Evaluation of messenger plant activator as a preharvest and postharvest treatment of sweet cherry fruit under a controlled atmosphere.

The preservation methods as an alternative to chemical control to prevent postharvest quality losses of sweet cherry were examined. The efficacy of preharvest and postharvest messenger (M) treatments on sweet cherry cv. '0900 Ziraat' was tested under a controlled atmosphere in 2004 and 2005. The factors investigated included the separate or combined effect of low oxygen, high carbon dioxide and M on the quality and fungal pathogens of sweet cherries in a normal atmosphere (NA) and in a controlled atmosphere (CA).

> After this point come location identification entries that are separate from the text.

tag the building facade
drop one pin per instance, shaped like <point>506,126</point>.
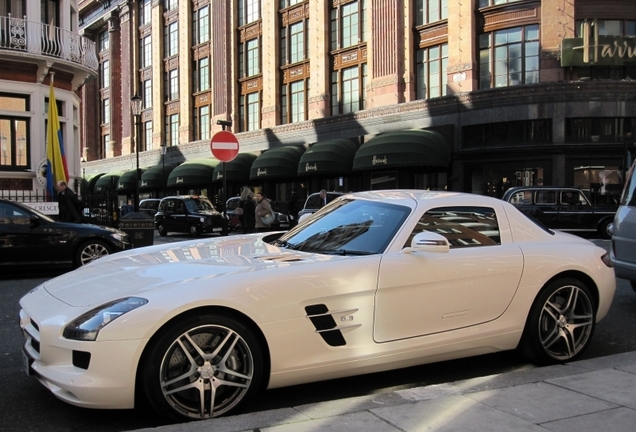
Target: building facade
<point>474,95</point>
<point>39,44</point>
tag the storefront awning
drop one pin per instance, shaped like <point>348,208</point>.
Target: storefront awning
<point>108,182</point>
<point>194,172</point>
<point>332,156</point>
<point>236,170</point>
<point>277,163</point>
<point>128,179</point>
<point>156,176</point>
<point>406,148</point>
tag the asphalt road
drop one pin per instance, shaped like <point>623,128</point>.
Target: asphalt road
<point>27,406</point>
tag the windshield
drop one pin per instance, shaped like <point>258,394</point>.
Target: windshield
<point>198,204</point>
<point>348,227</point>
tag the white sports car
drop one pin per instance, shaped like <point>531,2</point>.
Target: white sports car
<point>373,281</point>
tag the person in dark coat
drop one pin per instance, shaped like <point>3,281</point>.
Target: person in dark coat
<point>68,204</point>
<point>249,211</point>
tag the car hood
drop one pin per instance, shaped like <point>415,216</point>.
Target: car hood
<point>168,267</point>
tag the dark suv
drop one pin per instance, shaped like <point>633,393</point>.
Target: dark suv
<point>564,208</point>
<point>189,214</point>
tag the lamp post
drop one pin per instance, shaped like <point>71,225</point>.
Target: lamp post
<point>135,109</point>
<point>164,147</point>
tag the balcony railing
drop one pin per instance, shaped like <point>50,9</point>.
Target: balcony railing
<point>32,37</point>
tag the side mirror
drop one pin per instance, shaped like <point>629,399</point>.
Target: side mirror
<point>427,241</point>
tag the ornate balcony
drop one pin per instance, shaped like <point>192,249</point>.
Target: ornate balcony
<point>47,45</point>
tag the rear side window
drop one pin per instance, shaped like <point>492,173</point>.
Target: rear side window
<point>462,226</point>
<point>629,193</point>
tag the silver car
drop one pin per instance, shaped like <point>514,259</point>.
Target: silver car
<point>623,252</point>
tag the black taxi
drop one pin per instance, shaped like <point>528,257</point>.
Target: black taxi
<point>193,214</point>
<point>565,208</point>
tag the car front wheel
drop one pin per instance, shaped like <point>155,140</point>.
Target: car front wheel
<point>202,367</point>
<point>560,324</point>
<point>90,251</point>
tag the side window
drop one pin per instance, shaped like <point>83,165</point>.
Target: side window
<point>462,226</point>
<point>546,197</point>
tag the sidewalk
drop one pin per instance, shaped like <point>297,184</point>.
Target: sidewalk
<point>585,396</point>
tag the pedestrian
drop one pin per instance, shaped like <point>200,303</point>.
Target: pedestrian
<point>69,206</point>
<point>263,212</point>
<point>249,211</point>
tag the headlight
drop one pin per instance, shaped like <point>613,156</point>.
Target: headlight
<point>87,326</point>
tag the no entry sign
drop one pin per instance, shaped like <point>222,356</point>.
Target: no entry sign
<point>224,146</point>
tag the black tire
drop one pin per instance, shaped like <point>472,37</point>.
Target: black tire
<point>603,229</point>
<point>214,356</point>
<point>91,250</point>
<point>560,324</point>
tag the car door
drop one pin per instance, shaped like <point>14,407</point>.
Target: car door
<point>425,293</point>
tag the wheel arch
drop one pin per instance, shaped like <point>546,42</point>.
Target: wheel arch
<point>218,310</point>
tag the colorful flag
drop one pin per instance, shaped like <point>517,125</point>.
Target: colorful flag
<point>56,168</point>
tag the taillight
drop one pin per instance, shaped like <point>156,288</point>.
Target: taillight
<point>606,260</point>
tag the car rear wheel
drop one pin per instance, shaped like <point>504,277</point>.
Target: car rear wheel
<point>202,367</point>
<point>560,324</point>
<point>90,251</point>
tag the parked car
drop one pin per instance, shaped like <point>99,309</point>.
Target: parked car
<point>623,251</point>
<point>384,279</point>
<point>149,206</point>
<point>28,237</point>
<point>563,208</point>
<point>192,214</point>
<point>281,220</point>
<point>312,203</point>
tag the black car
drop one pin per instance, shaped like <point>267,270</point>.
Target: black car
<point>30,237</point>
<point>149,206</point>
<point>192,214</point>
<point>564,208</point>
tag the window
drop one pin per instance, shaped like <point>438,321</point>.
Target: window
<point>106,111</point>
<point>172,129</point>
<point>146,52</point>
<point>14,141</point>
<point>105,74</point>
<point>147,89</point>
<point>202,123</point>
<point>104,41</point>
<point>430,11</point>
<point>148,135</point>
<point>509,57</point>
<point>347,88</point>
<point>248,11</point>
<point>348,25</point>
<point>461,226</point>
<point>171,35</point>
<point>431,71</point>
<point>145,9</point>
<point>201,25</point>
<point>201,74</point>
<point>172,85</point>
<point>250,112</point>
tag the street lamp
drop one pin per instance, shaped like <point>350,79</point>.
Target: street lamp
<point>135,109</point>
<point>164,147</point>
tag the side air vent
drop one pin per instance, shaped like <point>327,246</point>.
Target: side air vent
<point>325,324</point>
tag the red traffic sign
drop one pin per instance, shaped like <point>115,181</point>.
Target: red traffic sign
<point>224,146</point>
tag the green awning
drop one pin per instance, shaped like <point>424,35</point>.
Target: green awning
<point>156,176</point>
<point>108,182</point>
<point>237,169</point>
<point>332,156</point>
<point>277,163</point>
<point>92,180</point>
<point>128,180</point>
<point>406,148</point>
<point>193,172</point>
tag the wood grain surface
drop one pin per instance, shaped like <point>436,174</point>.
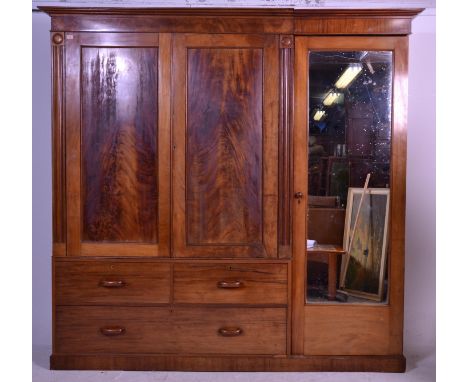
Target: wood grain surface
<point>164,330</point>
<point>347,330</point>
<point>255,283</point>
<point>84,282</point>
<point>224,146</point>
<point>119,144</point>
<point>225,156</point>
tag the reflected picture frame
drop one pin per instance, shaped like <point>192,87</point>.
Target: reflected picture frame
<point>364,268</point>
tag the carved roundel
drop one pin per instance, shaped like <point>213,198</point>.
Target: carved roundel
<point>286,41</point>
<point>57,38</point>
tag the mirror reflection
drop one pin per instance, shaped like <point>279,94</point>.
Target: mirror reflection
<point>348,175</point>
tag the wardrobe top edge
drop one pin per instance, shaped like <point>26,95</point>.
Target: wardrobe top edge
<point>271,12</point>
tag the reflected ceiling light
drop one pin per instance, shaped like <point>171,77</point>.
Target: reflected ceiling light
<point>319,114</point>
<point>348,75</point>
<point>330,98</point>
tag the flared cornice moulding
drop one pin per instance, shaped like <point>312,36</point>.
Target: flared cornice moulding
<point>296,4</point>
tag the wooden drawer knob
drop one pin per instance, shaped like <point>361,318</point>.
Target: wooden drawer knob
<point>230,332</point>
<point>111,331</point>
<point>229,284</point>
<point>112,283</point>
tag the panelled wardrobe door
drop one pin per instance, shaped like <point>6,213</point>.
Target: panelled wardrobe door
<point>225,121</point>
<point>118,139</point>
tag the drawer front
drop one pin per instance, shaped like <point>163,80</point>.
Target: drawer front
<point>231,283</point>
<point>111,282</point>
<point>162,330</point>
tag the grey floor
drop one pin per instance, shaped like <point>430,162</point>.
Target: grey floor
<point>420,368</point>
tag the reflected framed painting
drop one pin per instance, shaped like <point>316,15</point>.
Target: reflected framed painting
<point>364,269</point>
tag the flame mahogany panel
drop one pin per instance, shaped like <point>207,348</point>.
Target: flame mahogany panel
<point>119,144</point>
<point>225,135</point>
<point>224,146</point>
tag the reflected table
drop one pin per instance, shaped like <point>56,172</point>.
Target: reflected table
<point>328,254</point>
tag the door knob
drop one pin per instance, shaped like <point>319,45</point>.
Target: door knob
<point>298,195</point>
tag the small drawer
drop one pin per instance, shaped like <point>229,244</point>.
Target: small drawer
<point>231,283</point>
<point>111,282</point>
<point>121,330</point>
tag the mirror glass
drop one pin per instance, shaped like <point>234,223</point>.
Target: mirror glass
<point>349,150</point>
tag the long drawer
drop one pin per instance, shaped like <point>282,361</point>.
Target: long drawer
<point>111,282</point>
<point>231,283</point>
<point>198,330</point>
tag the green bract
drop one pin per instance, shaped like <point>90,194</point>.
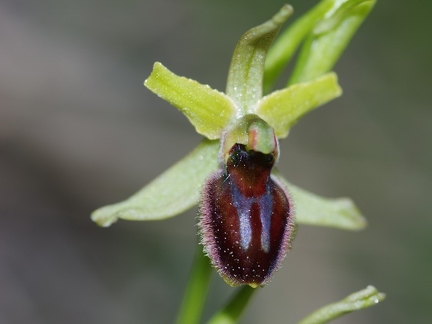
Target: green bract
<point>330,24</point>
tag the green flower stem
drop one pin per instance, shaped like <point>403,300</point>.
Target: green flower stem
<point>232,312</point>
<point>331,35</point>
<point>196,291</point>
<point>287,43</point>
<point>359,300</point>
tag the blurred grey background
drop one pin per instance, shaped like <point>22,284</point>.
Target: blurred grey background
<point>78,130</point>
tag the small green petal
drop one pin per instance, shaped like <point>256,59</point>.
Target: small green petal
<point>209,110</point>
<point>281,109</point>
<point>367,297</point>
<point>245,75</point>
<point>252,131</point>
<point>171,193</point>
<point>329,39</point>
<point>311,209</point>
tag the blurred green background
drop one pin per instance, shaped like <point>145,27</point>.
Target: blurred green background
<point>78,131</point>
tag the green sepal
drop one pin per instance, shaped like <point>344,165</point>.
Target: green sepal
<point>245,76</point>
<point>171,193</point>
<point>209,110</point>
<point>311,209</point>
<point>362,299</point>
<point>281,109</point>
<point>329,38</point>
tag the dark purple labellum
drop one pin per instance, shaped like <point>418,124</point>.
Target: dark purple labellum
<point>246,218</point>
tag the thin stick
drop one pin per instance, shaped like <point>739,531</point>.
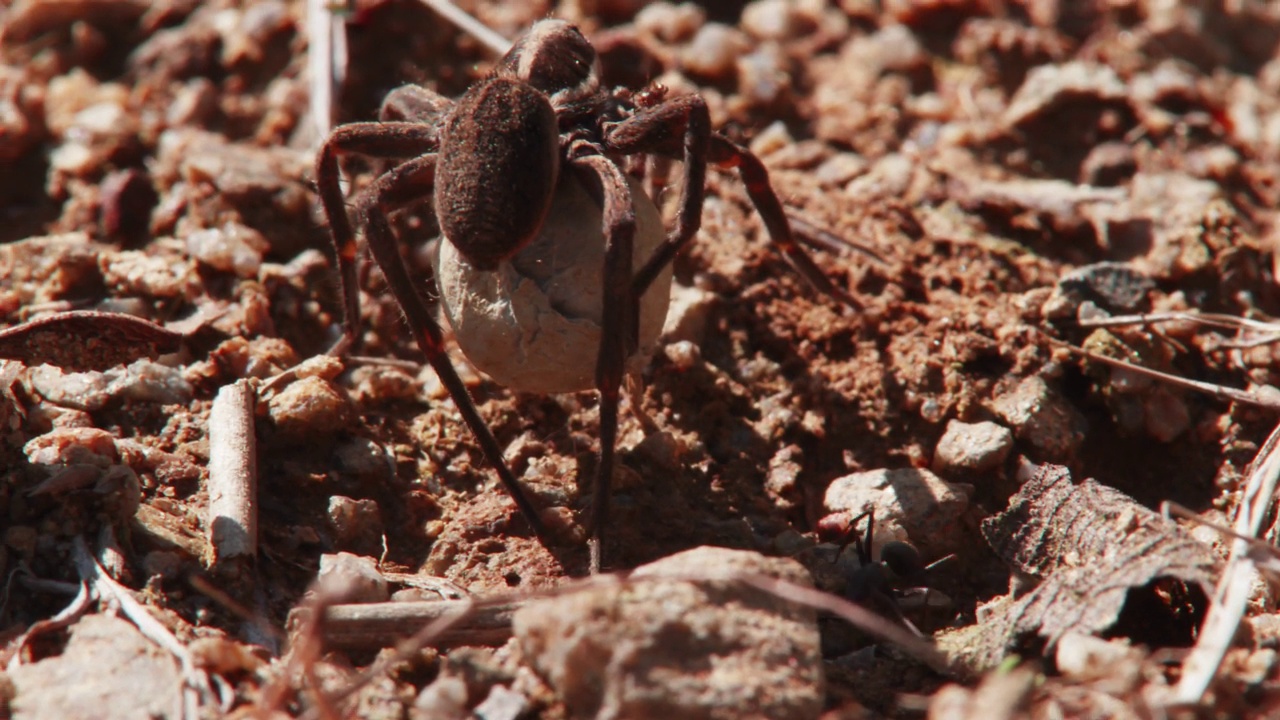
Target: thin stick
<point>327,63</point>
<point>1210,388</point>
<point>65,616</point>
<point>382,624</point>
<point>233,474</point>
<point>1207,319</point>
<point>195,682</point>
<point>497,44</point>
<point>451,614</point>
<point>1232,595</point>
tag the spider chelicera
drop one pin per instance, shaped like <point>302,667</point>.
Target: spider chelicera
<point>492,162</point>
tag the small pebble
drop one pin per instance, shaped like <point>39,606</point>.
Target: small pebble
<point>972,447</point>
<point>68,446</point>
<point>309,410</point>
<point>668,22</point>
<point>357,524</point>
<point>679,648</point>
<point>356,578</point>
<point>1043,418</point>
<point>231,247</point>
<point>714,51</point>
<point>909,504</point>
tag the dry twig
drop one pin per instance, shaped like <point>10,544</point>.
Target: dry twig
<point>1233,588</point>
<point>233,474</point>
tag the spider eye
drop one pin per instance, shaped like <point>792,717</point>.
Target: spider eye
<point>552,57</point>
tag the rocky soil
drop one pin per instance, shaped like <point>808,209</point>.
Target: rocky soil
<point>1000,187</point>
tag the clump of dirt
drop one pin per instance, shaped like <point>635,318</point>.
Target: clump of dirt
<point>986,180</point>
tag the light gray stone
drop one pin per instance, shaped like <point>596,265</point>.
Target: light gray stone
<point>680,648</point>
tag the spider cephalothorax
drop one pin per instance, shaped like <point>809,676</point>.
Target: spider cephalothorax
<point>493,162</point>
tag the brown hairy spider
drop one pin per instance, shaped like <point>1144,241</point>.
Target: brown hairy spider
<point>492,162</point>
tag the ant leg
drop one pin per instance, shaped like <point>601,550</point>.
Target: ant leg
<point>376,140</point>
<point>414,180</point>
<point>618,327</point>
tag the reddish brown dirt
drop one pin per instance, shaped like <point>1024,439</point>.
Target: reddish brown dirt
<point>929,146</point>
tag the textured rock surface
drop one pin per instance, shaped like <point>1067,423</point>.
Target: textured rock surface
<point>679,648</point>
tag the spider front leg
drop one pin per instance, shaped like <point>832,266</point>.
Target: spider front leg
<point>374,140</point>
<point>681,128</point>
<point>620,320</point>
<point>414,181</point>
<point>414,103</point>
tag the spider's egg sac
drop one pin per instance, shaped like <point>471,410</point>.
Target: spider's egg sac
<point>534,323</point>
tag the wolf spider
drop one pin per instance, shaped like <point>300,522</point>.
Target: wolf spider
<point>490,162</point>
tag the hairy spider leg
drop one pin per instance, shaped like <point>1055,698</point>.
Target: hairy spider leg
<point>620,319</point>
<point>405,183</point>
<point>414,103</point>
<point>373,140</point>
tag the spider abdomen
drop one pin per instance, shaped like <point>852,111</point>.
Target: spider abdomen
<point>497,171</point>
<point>534,324</point>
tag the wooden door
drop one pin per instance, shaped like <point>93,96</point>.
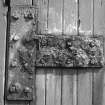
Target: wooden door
<point>43,67</point>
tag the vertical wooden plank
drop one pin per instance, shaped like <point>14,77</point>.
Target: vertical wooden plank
<point>98,87</point>
<point>3,26</point>
<point>99,17</point>
<point>86,17</point>
<point>69,87</point>
<point>55,16</point>
<point>40,87</point>
<point>99,29</point>
<point>70,17</point>
<point>85,25</point>
<point>53,87</point>
<point>84,87</point>
<point>42,6</point>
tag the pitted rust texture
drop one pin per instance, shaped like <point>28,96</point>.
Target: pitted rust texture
<point>21,53</point>
<point>74,51</point>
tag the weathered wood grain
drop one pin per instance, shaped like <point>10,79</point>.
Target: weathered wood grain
<point>53,87</point>
<point>20,2</point>
<point>98,87</point>
<point>99,17</point>
<point>70,17</point>
<point>85,87</point>
<point>99,29</point>
<point>69,87</point>
<point>42,6</point>
<point>3,26</point>
<point>16,103</point>
<point>85,25</point>
<point>85,17</point>
<point>55,16</point>
<point>40,87</point>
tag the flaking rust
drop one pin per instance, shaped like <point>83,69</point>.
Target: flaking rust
<point>21,49</point>
<point>74,51</point>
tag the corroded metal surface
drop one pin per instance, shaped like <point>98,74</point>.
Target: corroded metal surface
<point>21,52</point>
<point>74,51</point>
<point>27,50</point>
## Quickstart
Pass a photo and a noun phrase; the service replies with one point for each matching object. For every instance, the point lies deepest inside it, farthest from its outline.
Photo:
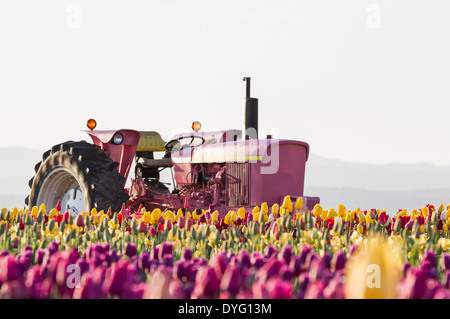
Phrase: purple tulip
(446, 279)
(270, 269)
(270, 251)
(219, 263)
(117, 280)
(339, 260)
(187, 254)
(9, 269)
(130, 249)
(155, 253)
(304, 254)
(279, 289)
(176, 289)
(231, 280)
(315, 290)
(295, 265)
(286, 253)
(168, 260)
(414, 284)
(430, 257)
(206, 283)
(258, 262)
(244, 259)
(286, 273)
(446, 261)
(166, 249)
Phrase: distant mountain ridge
(324, 172)
(390, 186)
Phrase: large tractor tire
(79, 174)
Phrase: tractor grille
(238, 184)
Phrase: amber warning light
(196, 126)
(91, 124)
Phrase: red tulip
(79, 221)
(160, 228)
(142, 227)
(383, 218)
(168, 224)
(58, 206)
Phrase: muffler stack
(250, 118)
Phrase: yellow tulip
(264, 208)
(171, 216)
(331, 214)
(156, 214)
(233, 216)
(104, 217)
(360, 228)
(374, 274)
(241, 212)
(299, 203)
(52, 212)
(215, 217)
(111, 224)
(324, 214)
(227, 219)
(425, 211)
(261, 217)
(195, 215)
(147, 217)
(95, 220)
(287, 203)
(342, 210)
(275, 209)
(34, 211)
(317, 211)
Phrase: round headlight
(117, 138)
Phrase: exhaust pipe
(250, 118)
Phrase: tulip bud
(142, 227)
(168, 224)
(51, 224)
(79, 220)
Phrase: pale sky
(361, 81)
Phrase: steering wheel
(176, 144)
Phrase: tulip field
(283, 251)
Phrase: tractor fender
(123, 153)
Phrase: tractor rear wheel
(79, 174)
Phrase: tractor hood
(239, 151)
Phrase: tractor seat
(154, 163)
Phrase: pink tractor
(222, 170)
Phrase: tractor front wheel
(79, 174)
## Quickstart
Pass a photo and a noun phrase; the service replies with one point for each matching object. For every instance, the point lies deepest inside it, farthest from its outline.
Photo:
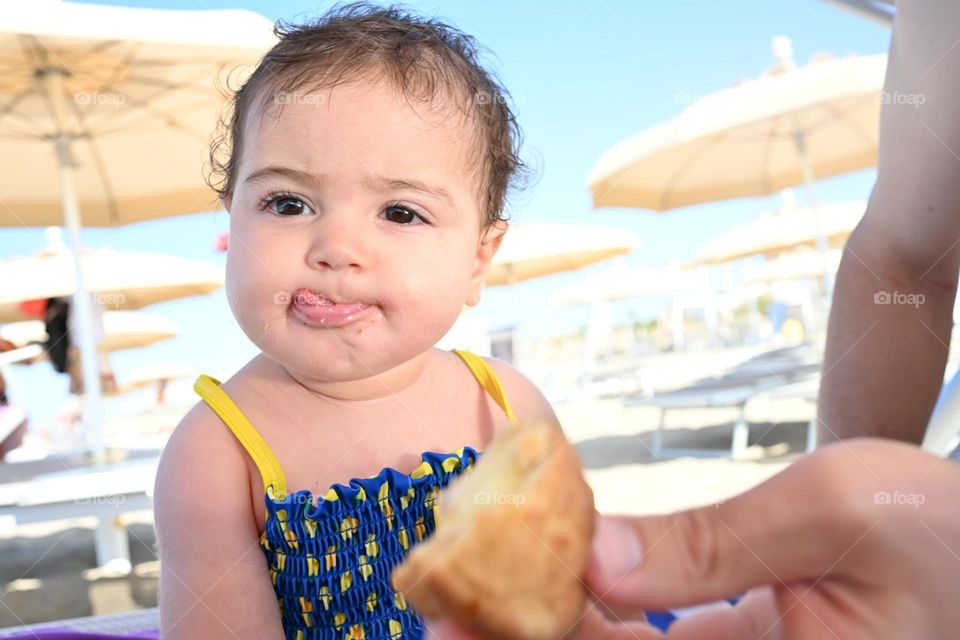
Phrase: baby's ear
(490, 239)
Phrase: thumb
(781, 531)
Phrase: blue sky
(584, 74)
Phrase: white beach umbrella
(115, 105)
(116, 280)
(121, 330)
(778, 231)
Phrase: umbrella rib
(144, 103)
(765, 181)
(9, 109)
(170, 120)
(109, 195)
(681, 170)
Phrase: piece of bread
(512, 541)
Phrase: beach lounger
(733, 389)
(61, 488)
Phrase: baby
(365, 169)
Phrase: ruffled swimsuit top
(330, 562)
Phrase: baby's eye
(403, 215)
(285, 205)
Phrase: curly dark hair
(423, 58)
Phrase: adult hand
(858, 540)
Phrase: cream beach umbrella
(774, 232)
(790, 127)
(121, 330)
(115, 280)
(794, 125)
(533, 250)
(627, 282)
(804, 264)
(116, 106)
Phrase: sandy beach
(48, 570)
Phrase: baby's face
(355, 231)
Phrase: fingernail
(616, 548)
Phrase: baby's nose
(339, 243)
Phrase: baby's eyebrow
(376, 182)
(383, 183)
(297, 175)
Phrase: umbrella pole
(52, 80)
(808, 179)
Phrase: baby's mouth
(316, 309)
(308, 297)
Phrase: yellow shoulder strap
(274, 482)
(488, 379)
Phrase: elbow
(916, 263)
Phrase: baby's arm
(213, 576)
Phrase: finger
(755, 616)
(785, 529)
(598, 625)
(447, 630)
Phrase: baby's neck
(391, 384)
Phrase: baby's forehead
(301, 117)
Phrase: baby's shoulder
(526, 399)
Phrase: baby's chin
(328, 360)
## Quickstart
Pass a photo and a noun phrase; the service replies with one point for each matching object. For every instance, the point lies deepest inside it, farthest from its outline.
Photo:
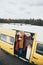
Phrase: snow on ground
(25, 27)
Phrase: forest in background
(38, 22)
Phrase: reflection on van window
(39, 49)
(3, 37)
(11, 41)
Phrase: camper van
(37, 57)
(22, 44)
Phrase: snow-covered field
(25, 27)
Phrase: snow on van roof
(25, 27)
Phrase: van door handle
(35, 57)
(11, 48)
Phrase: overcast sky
(21, 9)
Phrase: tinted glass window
(11, 41)
(3, 37)
(39, 49)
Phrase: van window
(11, 41)
(3, 37)
(39, 49)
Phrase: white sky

Cherries were placed at six different atmosphere combinations (0.03%:21% [NA, control], 5%:5%, 10%:5%, 15%:5%, 20%:5% and 25%:5% CO(2):O(2)) at 0°C and 90% relative humidity for up to 8 weeks. Mass values were higher in cherries stored under NA compared with CA. Initial firmness was 1.45 kg and 1.41 kg in fruits without messenger (WM) and in M fruits, respectively; and was measured as 0.30-0.59 kg in WM and 0.57-0.95 kg in M at the end of the trials. The highest acidity and ascorbic acid values were recorded at the end of storage from the fruit stored under CA + M. The CA + M treatment proved the most effective with regard to delaying the maturity and preserving the fruit quality in sweet cherries during storage. Moreover, the CA + M treatments reduced the rotten fruit from 24.06% to 3.80% in cv. '0900 Ziraat'. Better fruit quality was obtained under CA + M compared with NA and CA. The fungi most frequently isolated from sweet cherries were Botrytis cinerea, Penicillium expansum, Monilinia fructicola, Alternaria alternata and Rhizopus stolonifer. It was concluded that sweet cherry cv. '0900 Ziraat' could be stored successfully under CA (20%:5%) + M, and partially under CA (25%:5%) + M, conditions for more than 60 days. Thus, it is recommended that CO(2) levels for sweet cherry storage can be increased above 15% with M.